Jennifer Hays
Jennifer Hays is a professor of social anthropology at the University of Tromsø (UiT) – The Arctic University of Norway. She has been working with San populations in southern Africa for over 20 years, examining the impact of formal education on their lifeways and on traditional knowledge systems and their transmission, and connecting these issues to global concerns, including climate change and biodiversity loss.
Velina Ninkova
Velina Ninkova is a social and visual anthropologist. She has worked with San communities in southern Africa since 2008. Her research interests include formal and traditional education, indigenous peoples – state relations, and cosmology.
Edmond Dounias
Edmond Dounias is an ethnobiologist at the French National Research Institute for Sustainable Development (IRD) and is a Senior Research Associate to the Center for International Forestry Research (CIFOR). Using his fieldwork experience in the rainforests of Congo Basin, Sumatra and Borneo, he explores the resilience of the food systems of present-day hunter-gatherers to global change.

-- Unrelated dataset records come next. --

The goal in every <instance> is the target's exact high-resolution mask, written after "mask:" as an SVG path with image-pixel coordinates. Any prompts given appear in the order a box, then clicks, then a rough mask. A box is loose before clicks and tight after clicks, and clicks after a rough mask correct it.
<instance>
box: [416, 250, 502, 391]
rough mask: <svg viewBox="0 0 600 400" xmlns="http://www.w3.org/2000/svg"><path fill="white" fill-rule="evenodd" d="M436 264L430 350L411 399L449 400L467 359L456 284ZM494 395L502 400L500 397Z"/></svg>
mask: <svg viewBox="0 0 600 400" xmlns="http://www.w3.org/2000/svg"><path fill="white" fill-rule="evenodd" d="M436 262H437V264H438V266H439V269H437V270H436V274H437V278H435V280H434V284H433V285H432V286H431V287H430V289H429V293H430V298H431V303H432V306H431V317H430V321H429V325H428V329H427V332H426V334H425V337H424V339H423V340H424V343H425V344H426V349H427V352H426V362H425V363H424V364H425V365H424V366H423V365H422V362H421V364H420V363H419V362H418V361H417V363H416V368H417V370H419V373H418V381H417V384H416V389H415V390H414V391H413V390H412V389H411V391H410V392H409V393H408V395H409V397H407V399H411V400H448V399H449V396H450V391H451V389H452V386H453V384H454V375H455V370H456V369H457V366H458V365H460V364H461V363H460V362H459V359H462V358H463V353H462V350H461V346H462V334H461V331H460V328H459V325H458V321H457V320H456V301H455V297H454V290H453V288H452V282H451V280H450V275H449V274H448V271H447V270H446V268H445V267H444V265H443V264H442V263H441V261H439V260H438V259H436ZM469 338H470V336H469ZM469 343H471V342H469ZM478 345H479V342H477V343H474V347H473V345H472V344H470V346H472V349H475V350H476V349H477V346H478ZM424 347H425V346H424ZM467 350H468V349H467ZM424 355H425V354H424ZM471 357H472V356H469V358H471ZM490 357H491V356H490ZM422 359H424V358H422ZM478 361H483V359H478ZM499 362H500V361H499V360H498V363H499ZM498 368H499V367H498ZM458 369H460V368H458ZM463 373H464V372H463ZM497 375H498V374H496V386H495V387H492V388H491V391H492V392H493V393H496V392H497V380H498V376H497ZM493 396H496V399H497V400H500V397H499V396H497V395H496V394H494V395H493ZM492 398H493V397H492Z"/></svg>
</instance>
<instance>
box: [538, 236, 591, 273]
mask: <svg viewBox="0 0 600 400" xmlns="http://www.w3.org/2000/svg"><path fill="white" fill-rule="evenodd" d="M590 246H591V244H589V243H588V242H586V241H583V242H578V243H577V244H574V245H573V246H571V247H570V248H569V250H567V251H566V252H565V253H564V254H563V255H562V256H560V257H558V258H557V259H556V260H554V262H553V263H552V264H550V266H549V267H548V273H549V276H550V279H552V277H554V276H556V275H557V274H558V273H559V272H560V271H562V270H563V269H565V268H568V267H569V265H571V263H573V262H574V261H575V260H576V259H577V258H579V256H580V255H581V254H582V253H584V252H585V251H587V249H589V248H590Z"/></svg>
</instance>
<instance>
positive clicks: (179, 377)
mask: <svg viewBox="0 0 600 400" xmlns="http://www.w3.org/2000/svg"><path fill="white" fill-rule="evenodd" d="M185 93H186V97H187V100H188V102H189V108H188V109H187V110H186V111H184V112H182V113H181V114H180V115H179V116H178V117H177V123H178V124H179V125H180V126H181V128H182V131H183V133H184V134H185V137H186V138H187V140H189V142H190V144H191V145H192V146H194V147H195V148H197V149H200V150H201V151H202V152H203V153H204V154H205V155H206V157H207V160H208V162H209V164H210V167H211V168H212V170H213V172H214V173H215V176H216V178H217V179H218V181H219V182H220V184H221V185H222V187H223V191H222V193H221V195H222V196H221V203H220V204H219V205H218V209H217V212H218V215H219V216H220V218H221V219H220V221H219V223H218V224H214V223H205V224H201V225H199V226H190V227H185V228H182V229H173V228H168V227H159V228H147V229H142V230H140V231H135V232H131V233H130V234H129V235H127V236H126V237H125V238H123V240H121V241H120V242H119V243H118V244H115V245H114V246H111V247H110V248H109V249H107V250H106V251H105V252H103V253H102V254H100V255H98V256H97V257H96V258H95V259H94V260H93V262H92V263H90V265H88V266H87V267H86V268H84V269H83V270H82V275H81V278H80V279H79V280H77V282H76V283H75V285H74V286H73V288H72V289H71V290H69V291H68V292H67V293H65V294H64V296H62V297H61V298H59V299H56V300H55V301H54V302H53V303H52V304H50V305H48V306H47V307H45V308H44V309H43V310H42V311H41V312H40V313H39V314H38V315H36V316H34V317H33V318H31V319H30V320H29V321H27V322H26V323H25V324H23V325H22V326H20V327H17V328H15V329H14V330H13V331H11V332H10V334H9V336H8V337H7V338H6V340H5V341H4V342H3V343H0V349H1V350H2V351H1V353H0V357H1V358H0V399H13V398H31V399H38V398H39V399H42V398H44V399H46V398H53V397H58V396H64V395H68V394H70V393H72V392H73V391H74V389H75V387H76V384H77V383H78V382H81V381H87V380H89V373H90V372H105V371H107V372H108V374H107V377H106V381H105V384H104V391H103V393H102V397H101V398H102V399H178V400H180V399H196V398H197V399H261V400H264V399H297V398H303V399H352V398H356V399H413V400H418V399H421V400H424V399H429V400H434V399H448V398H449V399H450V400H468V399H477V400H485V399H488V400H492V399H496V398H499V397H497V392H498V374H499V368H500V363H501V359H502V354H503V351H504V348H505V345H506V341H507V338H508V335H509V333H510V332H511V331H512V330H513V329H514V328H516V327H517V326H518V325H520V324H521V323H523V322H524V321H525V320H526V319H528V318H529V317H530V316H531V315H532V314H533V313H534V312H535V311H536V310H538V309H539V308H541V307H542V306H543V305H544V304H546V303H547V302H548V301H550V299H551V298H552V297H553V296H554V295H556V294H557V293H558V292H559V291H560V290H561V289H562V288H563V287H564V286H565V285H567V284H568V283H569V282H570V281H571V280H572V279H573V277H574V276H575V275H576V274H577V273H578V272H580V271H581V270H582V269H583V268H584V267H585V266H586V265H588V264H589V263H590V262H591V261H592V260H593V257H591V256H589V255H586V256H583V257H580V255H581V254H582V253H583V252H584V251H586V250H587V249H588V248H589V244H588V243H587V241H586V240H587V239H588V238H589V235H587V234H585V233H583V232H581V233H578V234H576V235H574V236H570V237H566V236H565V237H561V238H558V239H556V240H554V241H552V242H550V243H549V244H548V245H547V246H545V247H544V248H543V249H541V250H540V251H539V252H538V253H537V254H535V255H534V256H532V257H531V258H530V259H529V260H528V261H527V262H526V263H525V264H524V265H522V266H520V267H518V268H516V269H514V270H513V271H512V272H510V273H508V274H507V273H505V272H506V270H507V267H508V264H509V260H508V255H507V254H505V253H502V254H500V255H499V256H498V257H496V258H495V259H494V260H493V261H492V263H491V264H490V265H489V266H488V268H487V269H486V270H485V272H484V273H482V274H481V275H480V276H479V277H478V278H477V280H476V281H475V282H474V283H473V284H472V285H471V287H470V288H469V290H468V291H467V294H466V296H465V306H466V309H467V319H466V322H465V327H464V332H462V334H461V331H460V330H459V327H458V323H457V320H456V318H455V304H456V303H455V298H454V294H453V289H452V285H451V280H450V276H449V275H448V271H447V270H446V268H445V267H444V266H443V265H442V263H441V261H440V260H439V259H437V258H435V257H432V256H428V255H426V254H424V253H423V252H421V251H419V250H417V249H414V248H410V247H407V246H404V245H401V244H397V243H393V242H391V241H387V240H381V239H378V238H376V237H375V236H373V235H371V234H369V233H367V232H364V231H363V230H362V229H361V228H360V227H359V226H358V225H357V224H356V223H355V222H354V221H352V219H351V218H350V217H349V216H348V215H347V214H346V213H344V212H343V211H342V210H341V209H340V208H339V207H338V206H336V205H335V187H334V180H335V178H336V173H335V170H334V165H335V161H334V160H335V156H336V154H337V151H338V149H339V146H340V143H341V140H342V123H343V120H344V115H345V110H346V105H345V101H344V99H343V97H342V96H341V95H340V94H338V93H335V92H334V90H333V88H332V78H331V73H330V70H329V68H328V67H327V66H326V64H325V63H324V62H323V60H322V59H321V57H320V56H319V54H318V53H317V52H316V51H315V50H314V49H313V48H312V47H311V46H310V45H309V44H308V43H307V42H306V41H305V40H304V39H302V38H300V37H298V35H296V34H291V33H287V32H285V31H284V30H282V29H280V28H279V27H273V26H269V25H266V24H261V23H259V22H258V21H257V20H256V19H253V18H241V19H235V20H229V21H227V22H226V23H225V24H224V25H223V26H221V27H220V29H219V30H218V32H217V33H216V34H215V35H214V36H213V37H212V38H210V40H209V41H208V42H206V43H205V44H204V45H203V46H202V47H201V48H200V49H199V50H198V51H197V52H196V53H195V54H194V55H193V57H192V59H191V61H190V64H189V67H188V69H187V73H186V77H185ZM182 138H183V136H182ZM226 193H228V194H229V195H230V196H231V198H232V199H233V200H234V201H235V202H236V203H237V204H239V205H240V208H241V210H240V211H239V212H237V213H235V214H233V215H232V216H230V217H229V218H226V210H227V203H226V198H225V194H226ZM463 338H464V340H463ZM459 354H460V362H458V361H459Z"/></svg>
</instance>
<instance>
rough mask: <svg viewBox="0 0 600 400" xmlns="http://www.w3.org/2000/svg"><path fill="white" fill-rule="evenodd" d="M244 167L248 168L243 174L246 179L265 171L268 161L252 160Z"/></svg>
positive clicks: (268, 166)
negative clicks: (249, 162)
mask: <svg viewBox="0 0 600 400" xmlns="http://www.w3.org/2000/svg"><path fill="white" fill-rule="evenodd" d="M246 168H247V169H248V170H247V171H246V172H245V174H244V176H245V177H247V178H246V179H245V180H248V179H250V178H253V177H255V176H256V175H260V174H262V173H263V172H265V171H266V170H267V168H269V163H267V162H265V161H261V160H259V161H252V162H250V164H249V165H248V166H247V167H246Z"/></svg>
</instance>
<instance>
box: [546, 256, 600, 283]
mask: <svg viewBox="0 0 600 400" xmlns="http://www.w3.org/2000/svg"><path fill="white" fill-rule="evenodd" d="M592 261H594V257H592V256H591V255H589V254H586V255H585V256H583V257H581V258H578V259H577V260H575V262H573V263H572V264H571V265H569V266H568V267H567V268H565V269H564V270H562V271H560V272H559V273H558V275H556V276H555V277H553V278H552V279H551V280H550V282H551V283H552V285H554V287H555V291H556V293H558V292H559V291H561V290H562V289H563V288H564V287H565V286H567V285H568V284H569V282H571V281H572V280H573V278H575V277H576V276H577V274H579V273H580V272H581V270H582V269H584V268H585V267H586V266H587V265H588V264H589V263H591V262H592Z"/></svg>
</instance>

He also coordinates an international research group dedicated to the co-construction of research combining academic and indigenous expertise. He is currently based in Hanoi as a representative of IRD in Vietnam.
Attila Paksi
Attila Paksi, PhD in Social Sciences, is a Global Development Studies scholar. His research interests include locally initiated community development approaches, the interplay of formal education and Indigenous ways of knowing, Indigenous research methodologies and hunter-gatherer studies. He has been working with the southern African hunter-gatherers, predominantly in Namibia. He is the European representative of the International Society of Ethnobiology, and an honorary member of the ICCA Consortium, the Global Association for the territories of life.